C’est ainsi que le choc Nadal-Murray démarra avec une vingtaine de minutes de retard. A ce moment-là, certains pariaient déjà sur le nombre de jeux que Murray allait glaner contre Rafa. Et bien 2h58 plus tard, si le sextuple tenant du titre venait bien de décrocher son billet pour une septième finale de suite en Principauté (6-4, 2-6, 6-1), tout le monde applaudissait la prestation de l’Ecossais.

Car rarement, ces dernières années, le meilleur joueur de tous les temps sur terre battue (selon la quasi-totalité des joueurs du circuit) aura autant été malmené, bougé, bousculé, ballotté, dominé sur son terrain de jeu favori. Breaké d’entrée, il sembla pourtant prendre rapidement la mesure de Murray en se détachant 4-1. Mais il jouait déjà court et servait moyennement. S’il remporta la première manche 6-4 en 69 minutes, il était loin de dominer les débats.

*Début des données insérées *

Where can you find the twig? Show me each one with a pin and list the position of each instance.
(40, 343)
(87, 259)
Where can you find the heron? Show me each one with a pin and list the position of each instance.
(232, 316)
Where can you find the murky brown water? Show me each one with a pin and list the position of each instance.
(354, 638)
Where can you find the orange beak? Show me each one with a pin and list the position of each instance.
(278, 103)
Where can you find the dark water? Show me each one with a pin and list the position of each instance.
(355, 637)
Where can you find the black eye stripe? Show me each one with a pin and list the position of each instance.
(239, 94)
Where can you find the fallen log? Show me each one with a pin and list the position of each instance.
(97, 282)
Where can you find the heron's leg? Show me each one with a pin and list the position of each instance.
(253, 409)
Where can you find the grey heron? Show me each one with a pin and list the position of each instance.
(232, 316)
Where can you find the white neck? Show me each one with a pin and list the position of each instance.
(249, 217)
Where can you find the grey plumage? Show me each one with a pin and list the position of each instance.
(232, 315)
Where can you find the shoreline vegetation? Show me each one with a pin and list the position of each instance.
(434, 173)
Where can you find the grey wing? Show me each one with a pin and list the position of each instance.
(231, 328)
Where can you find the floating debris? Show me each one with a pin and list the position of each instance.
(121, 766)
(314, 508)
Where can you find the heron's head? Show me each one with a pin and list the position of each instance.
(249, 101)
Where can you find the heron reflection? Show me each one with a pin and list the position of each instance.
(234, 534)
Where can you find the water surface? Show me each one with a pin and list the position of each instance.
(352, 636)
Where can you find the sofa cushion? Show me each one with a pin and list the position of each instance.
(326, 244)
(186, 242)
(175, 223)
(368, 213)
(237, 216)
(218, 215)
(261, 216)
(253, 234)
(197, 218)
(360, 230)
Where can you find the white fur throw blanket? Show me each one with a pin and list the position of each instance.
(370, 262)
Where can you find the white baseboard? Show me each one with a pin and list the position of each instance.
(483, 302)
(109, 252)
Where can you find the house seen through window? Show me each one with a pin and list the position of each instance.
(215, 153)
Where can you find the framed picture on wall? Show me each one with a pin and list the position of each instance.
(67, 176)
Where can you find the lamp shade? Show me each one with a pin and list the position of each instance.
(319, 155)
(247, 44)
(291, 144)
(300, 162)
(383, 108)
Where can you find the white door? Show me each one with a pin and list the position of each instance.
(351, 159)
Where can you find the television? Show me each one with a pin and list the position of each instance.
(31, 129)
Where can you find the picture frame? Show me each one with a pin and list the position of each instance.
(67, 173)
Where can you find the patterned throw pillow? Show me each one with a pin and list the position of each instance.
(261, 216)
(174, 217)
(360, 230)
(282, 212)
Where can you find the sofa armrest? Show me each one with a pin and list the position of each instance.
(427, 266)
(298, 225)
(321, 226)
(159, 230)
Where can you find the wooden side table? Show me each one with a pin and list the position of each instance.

Car en face, Andy Murray étalait toute la panoplie de ce qu’il faudrait faire contre Rafa sur terre. Servant régulièrement au-dessus des 200 km/h, prenant la balle tôt, refusant de reculer, trouvant des angles dantesques notamment côté revers, n’hésitant pas à distiller de pernicieuses amorties, contrant allègrement son adversaire sur son coup fort, le coup droit, Murray jouait avec le taureau de Manacor comme un chat avec une petite souris. Et c’est fort logiquement qu’il s’empara du deuxième set 6-2 en 71 minutes, le premier concédé par Nadal à Monte-Carlo depuis celui abandonné contre Novak Djokovic en finale de l’édition 2009. Lorsque Nadal « renonça » même à se battre sur les deux derniers jeux du set, on se pinça pour être sûr de ne pas rêver.

Invaincu depuis 35 matches à Monte-Carlo (sa seule défaite remonte à 2003, contre Guillermo Coria), Nadal allait-il tomber ? Bondissant de son banc bien avant le « time » de l’arbitre, le Majorquin donna tout de suite une indication. Quelques minutes plus tard, le tableau de score affichait  3-0 en sa faveur tandis que Murray se faisait masser le coude. Le match était plié. « Le moment crucial a été l’entame du troisième set, avança Nadal après la rencontre. Andy a été fantastique aujourd’hui. Il sert bien, bouge bien, son revers est très efficace, il est très intellingent et ce n'est pas étonnant qu'il brille sur terre battue également. Mais je suis vraiment heureux d’avoir gagné. » Revigoré, on le vit même asséner quelques monstrueux coups droit gagnants pour boucler l’affaire. " A 5-1 au dernier set, j'ai fait un jeu parfait avec mon coup droit, avança-t-il. C'est comme ça que je dois l'utiliser si je veux gagner la finale. Parce que sur le reste du match, je n'ai vraiment pas été bon sur ce plan là. Pas bon du tout." 

Nadal n’est donc pas invincible. Mais la molécule qui en viendra à bout n’a pas encore été découverte.